The tag of being an anti-Hindu artist was pinned upon Husain and by the time he left India in 2005, there were 900-odd cases registered against him. 

 Courtesy: Sotheby’s
The Famous Horses
Husain is known for his horse paintings. Above is his work Bewildered Brown

In 2008, the Delhi High Court sensibly ruled that “Bharat Mata” was not offensive in any way. In its judgement, the bench evinced the opinion that Husain “deserves to be in his home, painting his canvases”. Unfortunately, it was a case of too little too late. Husain, then 92, didn’t have the heart to live with the fear of arrest and violence (in 2006, a fanatical Hindu group had offered a reward of $11.5 million for his head).

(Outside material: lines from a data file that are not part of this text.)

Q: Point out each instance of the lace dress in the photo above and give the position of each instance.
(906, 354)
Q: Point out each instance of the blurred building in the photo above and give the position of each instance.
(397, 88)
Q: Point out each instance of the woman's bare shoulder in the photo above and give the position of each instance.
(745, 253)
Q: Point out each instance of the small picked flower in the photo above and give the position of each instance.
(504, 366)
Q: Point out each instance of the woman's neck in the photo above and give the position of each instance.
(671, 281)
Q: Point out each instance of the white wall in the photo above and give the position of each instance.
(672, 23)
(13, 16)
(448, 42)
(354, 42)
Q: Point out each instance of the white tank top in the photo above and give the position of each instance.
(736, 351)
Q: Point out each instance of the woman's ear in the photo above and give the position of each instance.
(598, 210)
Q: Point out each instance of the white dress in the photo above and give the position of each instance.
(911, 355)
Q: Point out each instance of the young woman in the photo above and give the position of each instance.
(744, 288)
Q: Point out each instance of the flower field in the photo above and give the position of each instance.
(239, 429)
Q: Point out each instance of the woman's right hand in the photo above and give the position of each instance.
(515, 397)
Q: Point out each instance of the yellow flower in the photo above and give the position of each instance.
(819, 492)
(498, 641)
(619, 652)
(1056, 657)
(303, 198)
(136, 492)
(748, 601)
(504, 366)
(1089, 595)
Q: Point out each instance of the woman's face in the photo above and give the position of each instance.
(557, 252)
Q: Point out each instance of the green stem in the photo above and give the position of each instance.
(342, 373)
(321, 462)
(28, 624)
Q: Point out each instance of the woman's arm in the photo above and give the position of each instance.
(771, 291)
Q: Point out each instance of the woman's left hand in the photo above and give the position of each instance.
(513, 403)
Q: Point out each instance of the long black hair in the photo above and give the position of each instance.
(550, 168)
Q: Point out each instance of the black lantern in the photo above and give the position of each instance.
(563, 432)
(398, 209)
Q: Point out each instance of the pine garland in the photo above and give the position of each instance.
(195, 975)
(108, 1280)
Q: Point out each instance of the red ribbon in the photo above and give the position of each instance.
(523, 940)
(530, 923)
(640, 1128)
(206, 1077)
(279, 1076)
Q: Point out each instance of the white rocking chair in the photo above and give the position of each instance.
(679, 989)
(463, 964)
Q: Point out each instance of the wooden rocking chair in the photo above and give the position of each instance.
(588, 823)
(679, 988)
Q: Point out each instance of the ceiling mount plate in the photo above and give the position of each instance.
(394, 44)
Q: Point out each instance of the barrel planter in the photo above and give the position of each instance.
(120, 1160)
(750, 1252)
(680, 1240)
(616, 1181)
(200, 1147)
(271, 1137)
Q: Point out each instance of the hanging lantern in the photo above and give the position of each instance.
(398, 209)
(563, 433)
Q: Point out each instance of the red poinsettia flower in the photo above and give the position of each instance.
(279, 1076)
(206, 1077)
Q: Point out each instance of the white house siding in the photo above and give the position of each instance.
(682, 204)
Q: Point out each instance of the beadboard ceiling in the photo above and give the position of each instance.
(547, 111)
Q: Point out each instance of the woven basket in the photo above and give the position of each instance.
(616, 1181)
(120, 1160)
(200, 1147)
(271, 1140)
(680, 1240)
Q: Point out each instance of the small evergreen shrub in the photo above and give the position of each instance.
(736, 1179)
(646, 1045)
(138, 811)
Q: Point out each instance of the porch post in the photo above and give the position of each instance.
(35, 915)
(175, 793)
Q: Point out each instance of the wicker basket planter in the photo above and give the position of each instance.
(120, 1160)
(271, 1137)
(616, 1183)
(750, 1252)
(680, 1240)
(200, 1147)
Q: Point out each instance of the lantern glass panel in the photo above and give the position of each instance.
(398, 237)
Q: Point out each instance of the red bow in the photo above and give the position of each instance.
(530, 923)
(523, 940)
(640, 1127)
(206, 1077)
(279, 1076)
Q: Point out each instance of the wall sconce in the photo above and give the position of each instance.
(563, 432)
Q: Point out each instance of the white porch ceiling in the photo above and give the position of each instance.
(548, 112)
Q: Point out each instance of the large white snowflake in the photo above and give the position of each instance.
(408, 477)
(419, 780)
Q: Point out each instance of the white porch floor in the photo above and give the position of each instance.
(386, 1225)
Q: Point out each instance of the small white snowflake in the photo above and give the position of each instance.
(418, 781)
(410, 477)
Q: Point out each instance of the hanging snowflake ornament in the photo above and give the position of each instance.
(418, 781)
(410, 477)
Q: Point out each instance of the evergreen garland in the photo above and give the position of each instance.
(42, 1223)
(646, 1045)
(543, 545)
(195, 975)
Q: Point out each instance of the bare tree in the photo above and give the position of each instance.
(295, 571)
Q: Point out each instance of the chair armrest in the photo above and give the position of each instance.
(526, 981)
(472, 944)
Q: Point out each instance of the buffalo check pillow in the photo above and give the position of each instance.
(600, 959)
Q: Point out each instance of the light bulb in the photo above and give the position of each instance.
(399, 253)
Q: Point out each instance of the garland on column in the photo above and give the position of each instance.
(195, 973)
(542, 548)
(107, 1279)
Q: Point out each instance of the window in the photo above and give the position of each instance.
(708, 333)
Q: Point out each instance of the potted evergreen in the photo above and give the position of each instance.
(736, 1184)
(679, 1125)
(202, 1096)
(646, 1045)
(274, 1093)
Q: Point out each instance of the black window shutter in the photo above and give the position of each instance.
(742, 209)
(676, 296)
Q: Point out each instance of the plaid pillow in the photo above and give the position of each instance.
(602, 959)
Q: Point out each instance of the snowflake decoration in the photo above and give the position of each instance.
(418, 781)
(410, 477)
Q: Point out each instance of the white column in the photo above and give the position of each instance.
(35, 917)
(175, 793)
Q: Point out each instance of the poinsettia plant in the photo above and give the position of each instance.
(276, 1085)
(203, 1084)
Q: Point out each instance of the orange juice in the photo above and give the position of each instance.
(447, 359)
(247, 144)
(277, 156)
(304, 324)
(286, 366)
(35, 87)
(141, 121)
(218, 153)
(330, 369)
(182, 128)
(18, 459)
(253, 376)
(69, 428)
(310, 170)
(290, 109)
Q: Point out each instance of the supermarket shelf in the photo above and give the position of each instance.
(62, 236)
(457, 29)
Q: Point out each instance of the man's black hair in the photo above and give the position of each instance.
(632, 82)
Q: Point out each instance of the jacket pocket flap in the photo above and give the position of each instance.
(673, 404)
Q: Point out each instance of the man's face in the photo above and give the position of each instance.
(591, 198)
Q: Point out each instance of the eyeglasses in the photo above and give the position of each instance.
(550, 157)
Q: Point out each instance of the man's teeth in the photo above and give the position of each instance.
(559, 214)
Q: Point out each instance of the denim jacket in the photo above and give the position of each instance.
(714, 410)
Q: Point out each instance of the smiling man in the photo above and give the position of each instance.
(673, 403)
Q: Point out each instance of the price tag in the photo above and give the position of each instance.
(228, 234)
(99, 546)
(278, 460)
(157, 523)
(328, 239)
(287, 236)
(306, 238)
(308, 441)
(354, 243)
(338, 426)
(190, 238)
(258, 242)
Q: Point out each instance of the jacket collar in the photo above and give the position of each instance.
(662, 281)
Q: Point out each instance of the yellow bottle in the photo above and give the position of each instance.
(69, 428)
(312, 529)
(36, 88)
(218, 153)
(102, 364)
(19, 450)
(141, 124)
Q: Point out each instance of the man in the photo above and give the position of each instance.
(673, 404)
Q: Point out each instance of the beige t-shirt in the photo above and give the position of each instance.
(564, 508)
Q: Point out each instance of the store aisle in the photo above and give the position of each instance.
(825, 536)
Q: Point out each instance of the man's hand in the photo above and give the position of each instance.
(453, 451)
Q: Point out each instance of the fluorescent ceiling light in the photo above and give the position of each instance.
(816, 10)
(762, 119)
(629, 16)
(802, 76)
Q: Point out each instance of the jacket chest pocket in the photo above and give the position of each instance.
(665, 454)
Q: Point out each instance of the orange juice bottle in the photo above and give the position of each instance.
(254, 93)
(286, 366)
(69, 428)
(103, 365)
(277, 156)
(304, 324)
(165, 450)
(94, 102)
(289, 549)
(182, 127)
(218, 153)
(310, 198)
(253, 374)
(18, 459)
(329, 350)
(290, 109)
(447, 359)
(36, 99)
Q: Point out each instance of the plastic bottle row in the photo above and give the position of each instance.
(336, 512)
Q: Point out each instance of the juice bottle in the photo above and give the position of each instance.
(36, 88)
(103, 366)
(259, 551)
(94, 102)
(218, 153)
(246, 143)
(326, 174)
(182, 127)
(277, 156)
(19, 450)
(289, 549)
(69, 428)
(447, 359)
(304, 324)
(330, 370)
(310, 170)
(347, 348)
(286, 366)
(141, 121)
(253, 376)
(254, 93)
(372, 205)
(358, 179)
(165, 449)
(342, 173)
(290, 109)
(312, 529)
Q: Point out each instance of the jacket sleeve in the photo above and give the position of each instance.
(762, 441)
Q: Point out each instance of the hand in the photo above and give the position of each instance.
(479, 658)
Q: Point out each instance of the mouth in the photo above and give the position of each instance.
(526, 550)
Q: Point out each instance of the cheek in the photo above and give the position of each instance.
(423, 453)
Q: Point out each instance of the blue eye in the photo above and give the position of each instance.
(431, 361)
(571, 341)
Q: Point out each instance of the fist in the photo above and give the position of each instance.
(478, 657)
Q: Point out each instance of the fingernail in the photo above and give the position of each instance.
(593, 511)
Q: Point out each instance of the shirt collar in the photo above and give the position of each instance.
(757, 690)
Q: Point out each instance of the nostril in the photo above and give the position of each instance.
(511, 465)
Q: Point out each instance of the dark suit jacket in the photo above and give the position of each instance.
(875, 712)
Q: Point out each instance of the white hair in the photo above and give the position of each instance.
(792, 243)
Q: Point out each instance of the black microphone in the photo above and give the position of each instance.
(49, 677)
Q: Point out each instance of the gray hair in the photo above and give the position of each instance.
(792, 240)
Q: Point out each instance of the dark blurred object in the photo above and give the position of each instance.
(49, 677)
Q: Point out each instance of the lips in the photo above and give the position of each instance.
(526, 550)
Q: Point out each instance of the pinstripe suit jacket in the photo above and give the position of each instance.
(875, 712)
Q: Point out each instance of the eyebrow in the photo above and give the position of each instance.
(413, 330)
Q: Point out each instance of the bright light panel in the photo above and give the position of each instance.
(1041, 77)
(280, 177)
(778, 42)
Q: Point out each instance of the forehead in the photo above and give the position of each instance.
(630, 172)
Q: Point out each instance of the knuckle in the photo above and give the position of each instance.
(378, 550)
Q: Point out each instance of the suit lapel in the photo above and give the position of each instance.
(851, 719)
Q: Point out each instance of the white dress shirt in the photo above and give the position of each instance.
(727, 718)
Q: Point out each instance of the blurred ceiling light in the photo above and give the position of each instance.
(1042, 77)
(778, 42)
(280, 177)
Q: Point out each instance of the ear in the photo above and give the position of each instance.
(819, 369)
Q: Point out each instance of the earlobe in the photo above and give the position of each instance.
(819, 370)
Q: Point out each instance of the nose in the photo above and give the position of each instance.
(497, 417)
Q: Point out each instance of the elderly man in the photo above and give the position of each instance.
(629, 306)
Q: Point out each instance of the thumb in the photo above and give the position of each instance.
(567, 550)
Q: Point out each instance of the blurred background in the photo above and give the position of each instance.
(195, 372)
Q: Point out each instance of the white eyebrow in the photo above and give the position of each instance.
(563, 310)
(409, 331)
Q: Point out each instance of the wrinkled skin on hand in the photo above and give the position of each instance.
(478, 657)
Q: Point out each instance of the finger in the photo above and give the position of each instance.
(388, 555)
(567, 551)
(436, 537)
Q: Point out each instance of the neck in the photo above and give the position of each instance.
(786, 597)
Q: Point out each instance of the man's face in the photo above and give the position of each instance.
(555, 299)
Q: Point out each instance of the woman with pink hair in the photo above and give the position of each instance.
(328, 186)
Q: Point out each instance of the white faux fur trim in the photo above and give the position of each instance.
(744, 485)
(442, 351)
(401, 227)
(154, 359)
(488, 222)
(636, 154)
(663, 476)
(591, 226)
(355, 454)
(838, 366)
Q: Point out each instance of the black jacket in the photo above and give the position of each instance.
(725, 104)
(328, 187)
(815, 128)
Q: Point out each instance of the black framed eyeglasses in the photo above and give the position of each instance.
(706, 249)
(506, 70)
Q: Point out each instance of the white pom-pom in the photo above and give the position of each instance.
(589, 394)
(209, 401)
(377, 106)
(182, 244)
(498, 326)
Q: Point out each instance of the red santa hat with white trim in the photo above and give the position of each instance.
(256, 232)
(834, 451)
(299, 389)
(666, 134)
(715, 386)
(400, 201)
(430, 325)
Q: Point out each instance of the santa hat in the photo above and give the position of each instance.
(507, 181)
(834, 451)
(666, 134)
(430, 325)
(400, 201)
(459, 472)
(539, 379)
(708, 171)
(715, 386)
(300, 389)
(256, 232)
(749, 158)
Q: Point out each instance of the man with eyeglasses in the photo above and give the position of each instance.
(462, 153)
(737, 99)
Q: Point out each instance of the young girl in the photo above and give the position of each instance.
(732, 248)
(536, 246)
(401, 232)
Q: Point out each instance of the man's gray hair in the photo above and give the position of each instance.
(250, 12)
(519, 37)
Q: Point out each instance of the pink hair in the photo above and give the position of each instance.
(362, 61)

In 2010, Husain decided to surrender his Indian passport and become a citizen of Qatar. India was shocked. No one had imagined that Husain would feel compelled to leave India. He was the artist who had not left when so many others had. He had always been anchored in Indian traditions and lore. Yet the same Husain, who loved chai at Mumbai’s Irani cafes and the meetha paan at George Paan Shop in Pune, had surrendered his Indian passport. Hindu fundamentalists crowed that this was proof that Husain had never been a true Indian or a patriot.

It’s a bizarre accusation to level at the man who created a modern Indian vocabulary for art and whose oeuvre is a celebration of Indian culture across the ages. Regardless of the fact that Husain is on paper a Qatari, Husain’s sense of belonging, through both his art and his antics, was with India.

Look at his work — the amazing paintings of horses, the representations of Hindu epics or his amazingly expressive human forms inspired by the sculptures from the Chola and Gupta periods — without which contemporary Indian art couldn’t have had as strong a sense of the complexities of
visualising modern India.  Consider the fact that no other figure from Indian art has captivated the masses and elite alike. It becomes obvious then that, no matter what any fundamentalists say or where he is buried, M.F. Husain will always be the quintessential Indian artist.